WASHINGTON, March 29 (UPI) — The U.S. Food and Drug Administration and several state health agencies are warning of an outbreak of campylobacteriosis associated with drinking raw milk.
The FDA said at least 12 confirmed illnesses have been recently reported in Michigan. Symptoms of campylobacteriosis include diarrhea, abdominal pain and fever.
The FDA said it is collaborating with health officials in Michigan, Illinois and Indiana in investigating the outbreak linked to raw milk produced by the Forest Grove Dairy in Middlebury, Ind.
Raw milk is unpasteurized milk from hoofed mammals, such as cows, sheep or goats. The FDA said raw milk may contain a wide variety of harmful pathogens — including Salmonella, E. coli, Listeria, Campylobacter and Brucella bacteria — that may cause illness and possibly death.
Symptoms of illness caused by various bacteria commonly found in raw milk might include vomiting, diarrhea, abdominal pain, fever, headache and body ache.
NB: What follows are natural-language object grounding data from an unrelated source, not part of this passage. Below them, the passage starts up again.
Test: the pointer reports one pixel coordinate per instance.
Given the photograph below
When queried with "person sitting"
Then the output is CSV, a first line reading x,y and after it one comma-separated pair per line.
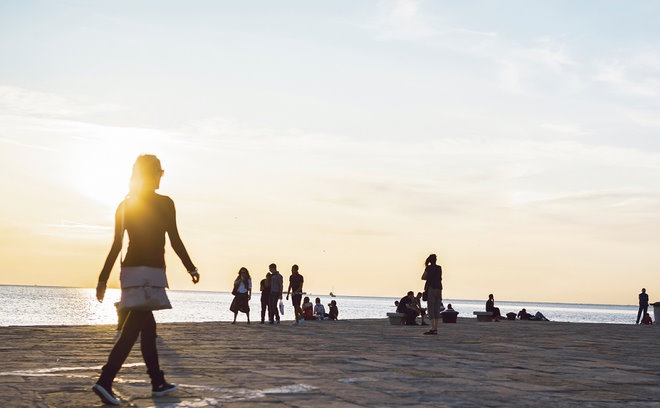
x,y
408,306
308,309
319,310
490,307
421,310
647,320
334,311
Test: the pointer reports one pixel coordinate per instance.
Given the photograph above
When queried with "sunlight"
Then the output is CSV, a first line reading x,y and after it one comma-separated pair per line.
x,y
100,168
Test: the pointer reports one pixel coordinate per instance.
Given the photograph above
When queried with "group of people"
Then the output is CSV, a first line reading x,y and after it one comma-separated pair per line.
x,y
272,289
522,314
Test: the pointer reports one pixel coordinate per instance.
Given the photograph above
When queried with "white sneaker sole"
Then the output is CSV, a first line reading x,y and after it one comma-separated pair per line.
x,y
163,393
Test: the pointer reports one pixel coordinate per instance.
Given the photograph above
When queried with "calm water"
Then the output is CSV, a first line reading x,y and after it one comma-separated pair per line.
x,y
34,305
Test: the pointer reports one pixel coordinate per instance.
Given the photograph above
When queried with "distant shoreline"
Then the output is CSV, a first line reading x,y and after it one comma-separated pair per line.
x,y
395,297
People drinking raw milk who experience one or more of those symptoms should immediately contact their healthcare provider, the FDA said.
Since 1987, the FDA has required all milk packaged for human consumption to be pasteurized before being delivered into interstate commerce. Pasteurization, a process that heats milk to a specific temperature for a set period of time, kills bacteria responsible for diseases that also include typhoid fever, tuberculosis and diphtheria.